Ever since their development in the mid-1980’s, long acting analogues of somatostatin have held a pivotal place in the medical treatment of GH excess. These agents exert their effect through selective binding to somatostatin receptors within somatotroph adenomas (88). By far the greatest experience in the United States has been with octreotide, which is typically administered subcutaneously in three divided doses. Short-term administration of octreotide results in a decrease in GH levels within one hour in > 90% of patients with acromegaly (89), while sustained use normalizes GH and IGF-1 levels in up to 65% of patients (90). Experience with the use of octreotide in children has been similarly favorable, where it has been beneficial in the treatment of sporadic as well as syndromic gigantism (9;(91;92). Continuous subcutaneous infusion of octreotide has also resulted in superior efficacy in controlling GH hypersecretion in a pubertal patient (93). Long-acting depot preparations of octreotide in the form of Sandostatin LAR and SR-lanreotide are also available, in which a slow release of drug is achieved through degradation of a polymer in which microspheres are encapsulated (94) . This allows for monthly IM administration, resulting in a safety and efficacy profile that is comparable to or improved in contrast to traditional dosing (95). These slow-release preparations have also been found to have utility in the treatment of ectopic forms of GH excess (96), and in the treatment of MAS associated gigantism (97). The development of novel somatostatin analogues have the potential to improve efficacy over existing compounds (98). The major side effect of all the somatostatin analogues is a significantly increased risk of biliary sludge and gallstones after sustained use, necessitating periodic ultrasound examinations in patients treated long-term (99).

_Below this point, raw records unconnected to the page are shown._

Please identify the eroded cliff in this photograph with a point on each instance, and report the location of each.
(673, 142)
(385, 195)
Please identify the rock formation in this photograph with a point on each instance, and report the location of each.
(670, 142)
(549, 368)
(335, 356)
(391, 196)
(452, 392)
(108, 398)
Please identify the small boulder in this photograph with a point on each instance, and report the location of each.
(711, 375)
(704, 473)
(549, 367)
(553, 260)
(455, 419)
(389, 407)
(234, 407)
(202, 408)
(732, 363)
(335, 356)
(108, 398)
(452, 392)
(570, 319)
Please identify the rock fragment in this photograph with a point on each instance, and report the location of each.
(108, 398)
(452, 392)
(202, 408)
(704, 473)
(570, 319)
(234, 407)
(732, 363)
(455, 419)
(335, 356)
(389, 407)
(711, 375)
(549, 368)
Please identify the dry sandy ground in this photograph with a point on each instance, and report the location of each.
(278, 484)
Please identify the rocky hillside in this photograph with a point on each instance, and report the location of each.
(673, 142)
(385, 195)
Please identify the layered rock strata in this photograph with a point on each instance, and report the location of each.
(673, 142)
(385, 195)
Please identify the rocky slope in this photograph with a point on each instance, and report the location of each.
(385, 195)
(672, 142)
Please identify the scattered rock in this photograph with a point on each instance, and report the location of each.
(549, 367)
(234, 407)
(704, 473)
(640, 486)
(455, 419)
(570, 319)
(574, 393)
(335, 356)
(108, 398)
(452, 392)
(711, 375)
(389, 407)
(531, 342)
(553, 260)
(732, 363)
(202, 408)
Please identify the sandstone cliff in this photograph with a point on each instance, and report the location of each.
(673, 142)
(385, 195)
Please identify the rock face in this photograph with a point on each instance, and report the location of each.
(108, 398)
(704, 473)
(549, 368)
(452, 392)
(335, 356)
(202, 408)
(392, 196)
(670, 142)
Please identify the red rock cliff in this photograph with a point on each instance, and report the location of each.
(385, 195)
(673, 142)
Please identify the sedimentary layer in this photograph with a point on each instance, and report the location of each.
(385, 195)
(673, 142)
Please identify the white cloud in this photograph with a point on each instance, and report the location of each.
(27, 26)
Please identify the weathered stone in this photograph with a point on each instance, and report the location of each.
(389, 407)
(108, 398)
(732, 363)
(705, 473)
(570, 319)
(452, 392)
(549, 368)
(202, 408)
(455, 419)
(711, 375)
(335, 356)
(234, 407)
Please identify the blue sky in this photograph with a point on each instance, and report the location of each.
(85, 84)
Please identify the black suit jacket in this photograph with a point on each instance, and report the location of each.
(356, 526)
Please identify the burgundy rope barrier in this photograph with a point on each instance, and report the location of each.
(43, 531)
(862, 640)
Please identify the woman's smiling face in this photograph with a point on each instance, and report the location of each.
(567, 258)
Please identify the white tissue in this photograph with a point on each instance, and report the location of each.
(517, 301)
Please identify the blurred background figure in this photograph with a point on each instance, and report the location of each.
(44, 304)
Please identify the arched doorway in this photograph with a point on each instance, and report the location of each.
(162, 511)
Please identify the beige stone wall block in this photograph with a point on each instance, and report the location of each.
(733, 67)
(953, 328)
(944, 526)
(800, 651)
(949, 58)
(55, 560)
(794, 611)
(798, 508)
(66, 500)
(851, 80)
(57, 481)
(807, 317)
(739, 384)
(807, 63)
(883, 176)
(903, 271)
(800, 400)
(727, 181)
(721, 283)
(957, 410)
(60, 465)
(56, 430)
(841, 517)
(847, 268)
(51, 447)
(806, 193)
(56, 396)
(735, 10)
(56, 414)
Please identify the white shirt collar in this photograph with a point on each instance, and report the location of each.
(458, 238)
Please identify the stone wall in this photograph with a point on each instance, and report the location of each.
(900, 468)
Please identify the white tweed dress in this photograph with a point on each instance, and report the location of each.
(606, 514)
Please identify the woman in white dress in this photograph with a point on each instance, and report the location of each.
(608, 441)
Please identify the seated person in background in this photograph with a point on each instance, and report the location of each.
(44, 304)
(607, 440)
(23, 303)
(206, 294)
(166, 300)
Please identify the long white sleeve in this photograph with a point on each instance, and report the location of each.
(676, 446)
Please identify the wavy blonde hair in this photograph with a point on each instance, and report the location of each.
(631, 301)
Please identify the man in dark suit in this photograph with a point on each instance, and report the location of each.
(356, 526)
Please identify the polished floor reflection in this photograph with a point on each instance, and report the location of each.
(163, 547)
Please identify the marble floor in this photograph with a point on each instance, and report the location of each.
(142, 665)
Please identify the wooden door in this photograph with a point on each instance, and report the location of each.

Although rarely effective alone, dopamine agonists have a valuable role as adjunctive agents in the treatment of GH excess. Due to their suppressive effects on prolactin, these drugs are particularly advantageous when hyperprolactinemia is present, as is often the case in childhood-onset gigantism. Both bromocriptine and the more potent dopamine agonists such as cabergoline have been administered to children in combination with octreotide long-term with no apparent adverse effects (35;39).
The latest development in the realm of medical therapy has been the emergence of pegvisomant, a genetically engineered human GH analogue that acts as a highly selective GH antagonist (100). This is achieved through alterations in affinity binding of pegvisomant compared to the native GH molecule (101), resulting in prevention of the normal extracellular dimerization of the growth hormone receptor. Administration of pegvisomant long-term to adults with acromegaly has been shown to result in normalization of serum IGF-1 levels in 97% of patients (102). Despite these extremely promising results, the implications of the nearly ubiquitous elevations in serum GH levels observed in conjunction with pegvisomant treatment have not been completely investigated. Rare reports of an increase in tumor volume and of the development of abnormal liver enzymes have also been described in patients receiving pegvisomant (103). Thus far, only limited experience with the use of pegvisomant for the treatment of gigantism in children is available (104).
Depending on the absolute height and the degree of growth potential remaining, one of the goals in the treatment of gigantism may be prevention of further linear growth. When this is the case, acceleration of epiphyseal fusion can be achieved with exogenous sex steroids (105). Short-term administration of both high dose testosterone and estrogen have been utilized for this purpose in children with gigantism, resulting in significant improvements in terms of adult height (106;107).